I thought The Land of Forgotten Girls was a great book about character building, almost like the saying 'Don't judge a book by its cover'. Also, a great read about thinking that the grass is greener elsewhere when it really isn't. I liked how the characters had some type of common ground.
The Land of Forgotten Girls was much heavier than I expected for a middle-grade book. I appreciated the imperfections of the main character, Soledad, and the tragedies in her young life that lead to her somewhat bent moral compass. I enjoyed the relationship between Sol and her sister Ming, and Sol's fierce love for and loyalty to the only family member she has left. As a half-Filipina who lived in South Louisiana for many years, I enjoyed the cultural references and flavors woven throughout the story. Many of Sol's fairy tales reminded so much of my Cebuano grandmother and the stories she would tell.
All of that said, it wasn't a very uplifting book. I think it lacked a moment of true joy that would give the reader some hope for these girls. There are moments of normalcy and moments of comfort that make it seem like their lives will be tolerable in the end, but there was never a moment that made me feel like there was a chance for real happiness. Even in the end, happiness seems to only exist in the fairy tales, and I so wanted a real-life moment of joy for them.
I was also hoping for greater redemption of the evil stepmother, Vea. We saw glimpses of humanity from her. Many of the other side characters were better people than Sol's initial impressions of them (for example, I loved her interaction with Blackbeard, the mean junkyard owner). I wanted, for everyone's sake, for Vea to be more than the emotionally and physically abusive "dragon" that they were forced to live under, and for some kind of family to form from the tragedies. Maybe that idea is just a fairy tale.
Overall, I thought it was a poignant and well-written story, but not one that left me feeling particularly hopeful.
Dr Bookworm's Review:
Finding Erin Entrada Kelly has been such a fun surprise. Mini-Me Bookworm is the type of bibliophile who cannot resist picking up a book if she passes by it. So, of course, she read through EEK’s (how funny that these are her initials!) Blackbird Fly before I did. And I admit, I didn’t get to it before it was requested by another patron at the library. But I did manage to read The Land of Forgotten Girls. Even though I’m only partially Filipino, and I am a first generation American, I found myself relating so much in so many different ways to Soledad. Sol uses her imagination and tells stories passed down to her from her mother, much like I remember listening to my storyteller Lola (grandma) tell stories about our family to me. Sol is mourning her sister, while at the same time avoiding the topic. The Land of Forgotten Girls focuses on the sibling relationship between an oldest child and youngest child, where the middle child has passed away. I have three girls, my middle one passed away shortly after birth. I can understand their family dynamics completely.
More than that, I feel sucked into Sol’s world right away—sometimes it’s hard to suspend my disbelief when reading novels.
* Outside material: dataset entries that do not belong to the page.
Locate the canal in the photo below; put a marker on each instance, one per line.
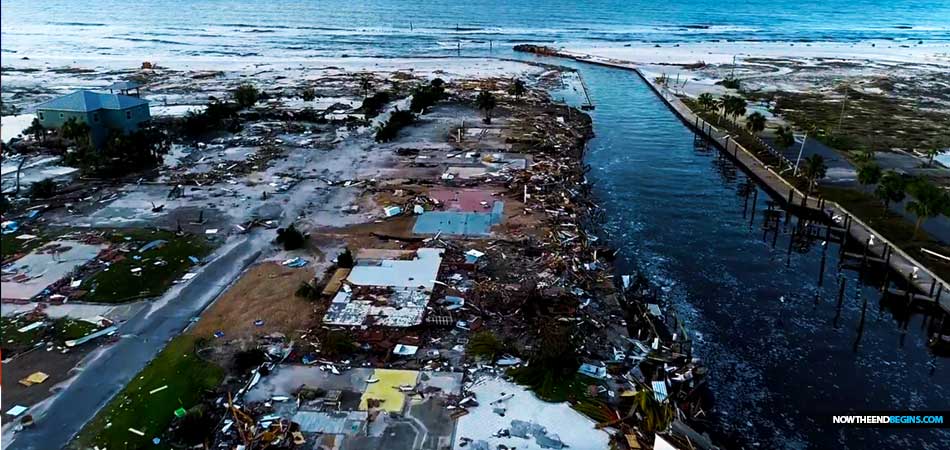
(782, 353)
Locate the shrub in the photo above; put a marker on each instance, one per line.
(246, 95)
(345, 259)
(731, 83)
(195, 425)
(397, 120)
(485, 344)
(373, 105)
(337, 343)
(307, 291)
(426, 96)
(245, 360)
(290, 238)
(43, 189)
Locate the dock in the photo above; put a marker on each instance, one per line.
(878, 250)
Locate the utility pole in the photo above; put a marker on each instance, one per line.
(843, 105)
(800, 150)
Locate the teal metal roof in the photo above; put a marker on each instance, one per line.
(86, 101)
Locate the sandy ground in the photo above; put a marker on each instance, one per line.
(45, 267)
(780, 66)
(519, 404)
(265, 292)
(305, 183)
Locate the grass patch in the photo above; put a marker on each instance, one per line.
(871, 122)
(893, 227)
(55, 330)
(10, 245)
(549, 385)
(188, 377)
(160, 266)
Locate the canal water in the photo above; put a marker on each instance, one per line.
(782, 354)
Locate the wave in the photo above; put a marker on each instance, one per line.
(78, 24)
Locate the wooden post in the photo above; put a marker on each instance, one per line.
(755, 198)
(841, 284)
(745, 204)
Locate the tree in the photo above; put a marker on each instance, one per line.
(784, 136)
(814, 170)
(869, 173)
(486, 103)
(485, 344)
(345, 259)
(290, 238)
(865, 156)
(755, 122)
(929, 201)
(43, 189)
(891, 188)
(706, 101)
(720, 104)
(517, 87)
(365, 85)
(734, 106)
(935, 149)
(75, 131)
(246, 95)
(426, 95)
(36, 129)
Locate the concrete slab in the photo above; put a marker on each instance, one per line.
(289, 378)
(454, 223)
(540, 425)
(45, 266)
(387, 389)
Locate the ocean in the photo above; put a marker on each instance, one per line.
(170, 29)
(779, 348)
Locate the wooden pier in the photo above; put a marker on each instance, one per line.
(877, 249)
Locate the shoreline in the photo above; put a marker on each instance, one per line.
(766, 176)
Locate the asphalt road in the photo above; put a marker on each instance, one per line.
(143, 336)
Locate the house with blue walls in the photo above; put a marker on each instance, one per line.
(102, 112)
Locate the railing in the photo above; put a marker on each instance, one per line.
(864, 233)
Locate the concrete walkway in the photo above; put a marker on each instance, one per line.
(106, 372)
(905, 265)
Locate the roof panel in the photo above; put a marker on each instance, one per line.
(86, 101)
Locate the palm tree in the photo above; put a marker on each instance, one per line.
(486, 103)
(706, 101)
(935, 149)
(755, 122)
(865, 156)
(517, 87)
(869, 173)
(891, 188)
(365, 85)
(738, 108)
(36, 129)
(75, 131)
(815, 169)
(784, 136)
(929, 201)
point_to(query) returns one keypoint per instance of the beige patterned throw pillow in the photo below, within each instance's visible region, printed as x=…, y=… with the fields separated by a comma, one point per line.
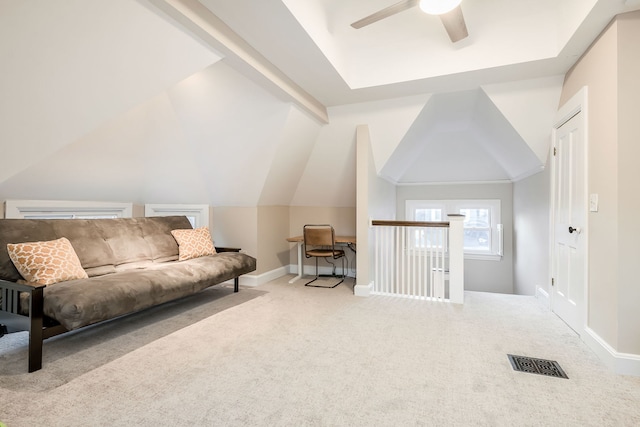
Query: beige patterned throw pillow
x=193, y=243
x=46, y=263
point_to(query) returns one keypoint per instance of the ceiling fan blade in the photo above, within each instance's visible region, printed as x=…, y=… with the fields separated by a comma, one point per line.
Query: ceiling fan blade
x=454, y=24
x=386, y=12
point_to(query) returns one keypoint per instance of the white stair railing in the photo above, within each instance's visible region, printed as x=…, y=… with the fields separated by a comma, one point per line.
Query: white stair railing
x=422, y=260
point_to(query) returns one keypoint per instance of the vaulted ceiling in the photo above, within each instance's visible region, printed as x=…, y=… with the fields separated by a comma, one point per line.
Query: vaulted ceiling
x=495, y=92
x=256, y=102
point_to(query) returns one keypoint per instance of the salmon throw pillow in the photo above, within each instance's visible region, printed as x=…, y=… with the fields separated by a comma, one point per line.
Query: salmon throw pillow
x=193, y=243
x=48, y=262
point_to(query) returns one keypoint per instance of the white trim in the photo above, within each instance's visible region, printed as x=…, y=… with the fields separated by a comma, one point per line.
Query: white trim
x=543, y=297
x=432, y=183
x=199, y=213
x=620, y=363
x=454, y=206
x=268, y=276
x=26, y=208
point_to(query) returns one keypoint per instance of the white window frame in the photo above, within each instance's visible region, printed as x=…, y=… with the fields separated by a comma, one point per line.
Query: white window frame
x=25, y=209
x=198, y=215
x=453, y=207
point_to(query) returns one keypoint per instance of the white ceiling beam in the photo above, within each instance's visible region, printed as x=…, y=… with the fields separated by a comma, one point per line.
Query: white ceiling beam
x=198, y=19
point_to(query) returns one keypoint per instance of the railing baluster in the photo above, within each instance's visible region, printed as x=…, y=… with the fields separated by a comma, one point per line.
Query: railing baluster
x=411, y=260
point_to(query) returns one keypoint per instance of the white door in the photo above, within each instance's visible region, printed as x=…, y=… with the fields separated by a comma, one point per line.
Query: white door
x=569, y=260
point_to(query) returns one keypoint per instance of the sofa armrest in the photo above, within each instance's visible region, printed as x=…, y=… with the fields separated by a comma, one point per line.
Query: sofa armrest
x=10, y=295
x=223, y=249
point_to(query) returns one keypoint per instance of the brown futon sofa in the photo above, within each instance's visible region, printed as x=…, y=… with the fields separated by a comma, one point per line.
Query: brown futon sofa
x=130, y=264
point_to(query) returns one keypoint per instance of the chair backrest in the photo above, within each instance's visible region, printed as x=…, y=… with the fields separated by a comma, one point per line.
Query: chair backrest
x=319, y=235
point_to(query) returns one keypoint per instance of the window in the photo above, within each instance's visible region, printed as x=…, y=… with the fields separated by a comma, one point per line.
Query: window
x=482, y=228
x=198, y=215
x=58, y=209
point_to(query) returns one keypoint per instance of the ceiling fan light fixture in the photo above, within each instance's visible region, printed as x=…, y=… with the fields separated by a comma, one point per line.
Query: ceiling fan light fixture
x=438, y=7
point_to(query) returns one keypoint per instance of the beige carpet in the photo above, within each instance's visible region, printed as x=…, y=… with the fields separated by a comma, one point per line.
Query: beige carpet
x=291, y=355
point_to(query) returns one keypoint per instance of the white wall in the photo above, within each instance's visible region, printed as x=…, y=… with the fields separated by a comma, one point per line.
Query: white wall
x=376, y=200
x=531, y=235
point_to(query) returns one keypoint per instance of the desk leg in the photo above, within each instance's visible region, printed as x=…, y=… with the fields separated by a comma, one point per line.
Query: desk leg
x=299, y=263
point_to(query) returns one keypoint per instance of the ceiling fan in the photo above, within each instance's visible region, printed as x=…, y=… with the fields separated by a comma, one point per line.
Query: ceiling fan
x=449, y=11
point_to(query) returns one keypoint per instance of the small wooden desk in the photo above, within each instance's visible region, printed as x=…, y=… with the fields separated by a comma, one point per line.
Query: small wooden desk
x=299, y=240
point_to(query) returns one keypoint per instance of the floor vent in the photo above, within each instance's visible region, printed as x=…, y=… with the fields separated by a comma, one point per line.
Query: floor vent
x=549, y=368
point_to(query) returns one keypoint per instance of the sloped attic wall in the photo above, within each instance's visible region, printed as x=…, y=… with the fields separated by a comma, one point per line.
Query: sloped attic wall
x=105, y=124
x=69, y=66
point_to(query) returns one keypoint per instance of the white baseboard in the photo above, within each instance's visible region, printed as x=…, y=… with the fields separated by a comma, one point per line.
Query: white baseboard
x=620, y=363
x=543, y=297
x=363, y=290
x=253, y=280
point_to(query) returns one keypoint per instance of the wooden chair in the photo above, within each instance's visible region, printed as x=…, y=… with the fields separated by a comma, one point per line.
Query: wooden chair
x=320, y=242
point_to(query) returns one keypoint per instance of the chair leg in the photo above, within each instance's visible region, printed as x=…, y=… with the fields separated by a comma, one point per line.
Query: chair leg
x=316, y=278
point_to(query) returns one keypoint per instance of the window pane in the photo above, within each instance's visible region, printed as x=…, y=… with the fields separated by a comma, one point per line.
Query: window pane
x=477, y=229
x=423, y=214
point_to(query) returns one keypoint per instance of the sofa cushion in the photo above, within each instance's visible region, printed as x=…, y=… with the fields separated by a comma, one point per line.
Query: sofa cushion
x=47, y=262
x=194, y=243
x=102, y=245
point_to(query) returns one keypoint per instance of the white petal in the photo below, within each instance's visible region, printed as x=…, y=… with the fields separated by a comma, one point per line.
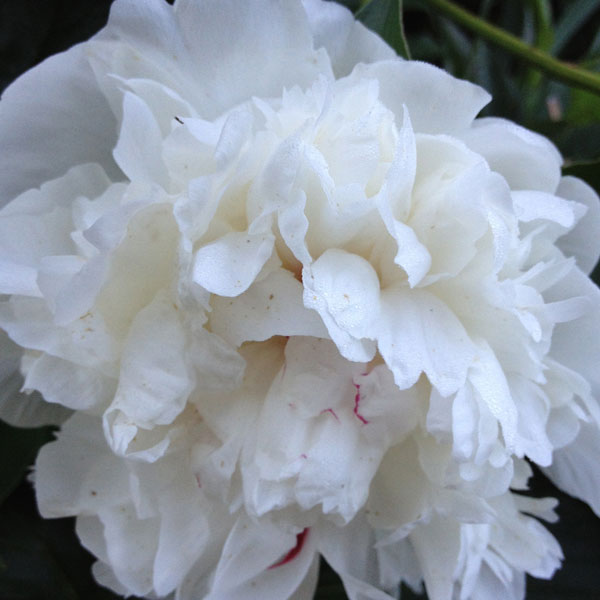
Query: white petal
x=182, y=47
x=54, y=105
x=526, y=159
x=574, y=468
x=488, y=379
x=347, y=41
x=436, y=544
x=436, y=101
x=574, y=343
x=582, y=241
x=278, y=34
x=532, y=205
x=77, y=473
x=419, y=333
x=350, y=552
x=229, y=265
x=344, y=289
x=138, y=151
x=272, y=306
x=154, y=382
x=73, y=386
x=184, y=527
x=250, y=549
x=282, y=581
x=38, y=223
x=84, y=342
x=16, y=408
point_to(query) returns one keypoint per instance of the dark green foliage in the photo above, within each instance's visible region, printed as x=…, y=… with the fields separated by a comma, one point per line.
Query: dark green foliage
x=41, y=559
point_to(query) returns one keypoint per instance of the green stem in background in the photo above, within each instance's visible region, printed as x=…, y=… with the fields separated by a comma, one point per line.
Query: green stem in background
x=554, y=68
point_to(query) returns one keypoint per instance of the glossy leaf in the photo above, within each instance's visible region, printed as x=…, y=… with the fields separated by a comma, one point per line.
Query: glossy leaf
x=385, y=17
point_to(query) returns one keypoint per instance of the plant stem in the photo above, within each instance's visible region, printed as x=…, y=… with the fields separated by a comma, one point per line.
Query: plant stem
x=554, y=68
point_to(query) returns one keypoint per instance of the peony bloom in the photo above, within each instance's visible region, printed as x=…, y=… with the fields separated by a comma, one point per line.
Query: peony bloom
x=288, y=297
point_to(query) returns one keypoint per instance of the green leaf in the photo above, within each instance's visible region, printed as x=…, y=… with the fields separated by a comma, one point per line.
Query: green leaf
x=18, y=447
x=385, y=17
x=589, y=171
x=575, y=15
x=584, y=108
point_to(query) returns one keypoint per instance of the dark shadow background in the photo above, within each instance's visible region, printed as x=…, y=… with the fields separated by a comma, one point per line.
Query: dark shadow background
x=42, y=559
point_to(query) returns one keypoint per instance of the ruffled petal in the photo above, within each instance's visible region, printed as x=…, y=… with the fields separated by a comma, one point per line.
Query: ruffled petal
x=526, y=159
x=272, y=306
x=57, y=104
x=78, y=474
x=229, y=265
x=347, y=41
x=436, y=101
x=419, y=333
x=582, y=241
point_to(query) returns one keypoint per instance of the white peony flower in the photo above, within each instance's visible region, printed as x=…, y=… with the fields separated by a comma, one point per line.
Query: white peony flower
x=288, y=297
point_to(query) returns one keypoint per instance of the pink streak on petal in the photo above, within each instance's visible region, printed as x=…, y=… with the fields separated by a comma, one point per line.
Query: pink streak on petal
x=331, y=411
x=300, y=539
x=356, y=404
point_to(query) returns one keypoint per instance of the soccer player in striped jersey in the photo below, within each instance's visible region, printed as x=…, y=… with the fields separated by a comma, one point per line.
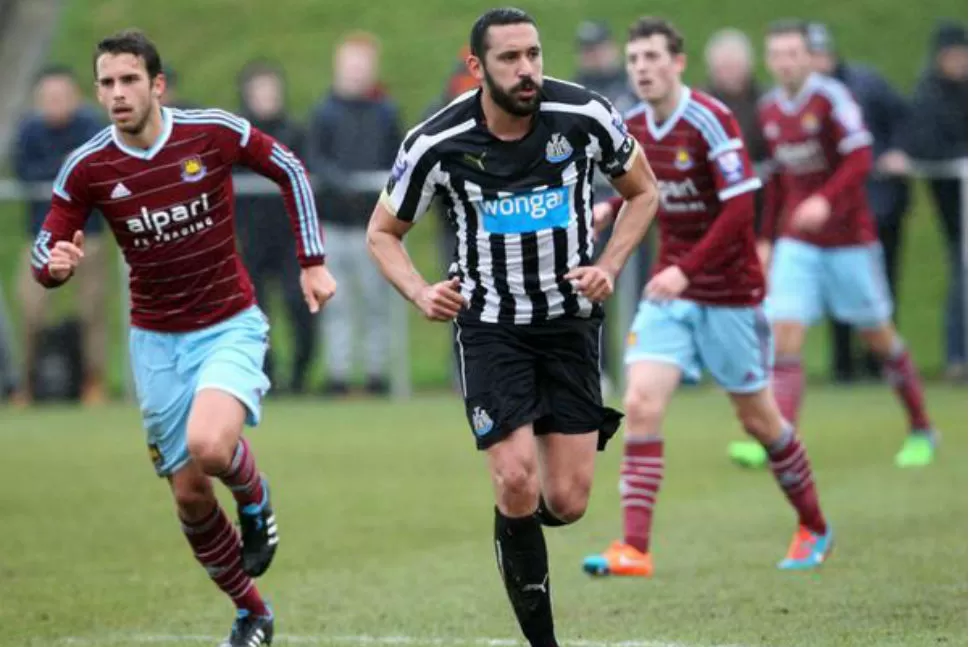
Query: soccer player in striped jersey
x=702, y=307
x=826, y=255
x=513, y=162
x=161, y=178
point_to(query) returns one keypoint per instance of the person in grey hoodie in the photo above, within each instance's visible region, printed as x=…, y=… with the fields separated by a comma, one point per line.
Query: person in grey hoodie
x=266, y=243
x=937, y=132
x=354, y=128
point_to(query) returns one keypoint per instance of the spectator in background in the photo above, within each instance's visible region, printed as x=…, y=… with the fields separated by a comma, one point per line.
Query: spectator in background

My mind starts to wander and I start to ruminate on why an author decided to do this or that or create a certain character in a certain way. With this book, I eased right into Sol’s world, Magnolia Tower, and the difficult time of the coming-of-age puberty years.
And even though Kelly uses an evil stepmother, which can feel like a stereotype or trope, in the end I have mixed feelings. I can see the isolation that Vea, Ming and Soledad each must have felt in trying to assimilate to a new country. Does it excuse Vea’s meanness and pinching of noses and foreheads? No. But I can understand it a little better. And even though the end feels ambiguous and unresolved, I’m okay with that. Because sometimes there aren’t just two sides to a story. There are various shadings of good and bad and a whole lot in between. Kelly’s characters are multifaceted and real. Except when they’re ghosts, of course.
Let’s talk about this ghost. It comes in the form of Soledad’s sister who has died, whose death, in fact, Soledad blames herself for. Her name is Amelia, the same name as my beloved Lola (grandma). And Amelia appears to Soledad at various times. In fact, Amelia and Ming are the only two family members that Soledad has left to her and, as I said, one is a ghost! The tagline of the book is “Sometimes all you need is your sister” and I can see this theme throughout the book. As someone who is close to both of my sisters, I can understand this sentiment through and through. I love that Kelly focuses not just on the immigration experience but on the reverse-discrimination experiences as well as we see when Soledad and her best friend (a Mexican-American boy) pick on a girl they call Casper who goes to private school nearby. When I was growing up, how I wish I had a book like this that would have helped me sort out my own feelings of being part of my small Catholic private school community but never really feeling like a part of it. There are so many nuances where we experience with Soledad how she must have misjudged someone, and that maybe she isn’t as alone as she thinks she may be.
All in all, The Land of Forgotten Girls is a truly wonderful and multicultural coming of age story. You know a book is good when you wish you had written it yourself.
Side note: My very first novel, Yellow Moths, has ghosts involved. At the time I started crafting it, I was in my early 20s and my Lola was still alive. As it involves a Lola and a Lola-Lola (great-grandmother) going to visit the main character because they have unresolved issues, I had a hard time going back to writing it after my own Lola passed away in 2001. It still sits there on my old laptop and on a back-up hard drive somewhere. Maybe someday I’ll get back to it, especially as part of it is set in one of my favorite places in the world, Monterey, California. If my Lola promises not to haunt me.
Rating: Buy it. This is definitely one that I will be re-reading. And Mini-Me has already read it several times. Marigold's rating: Borrow it/Middle Shelf.
Ages: This is a middle grade book and the content was appropriate for my ten year old. So I’d say ages 9-10 on up. Supposedly kids like to read about characters who are older than they are, and Soledad is 12 years old, so this sounds about right.
A big thank you to Cherryl and Marigold for reading and reviewing this book with me!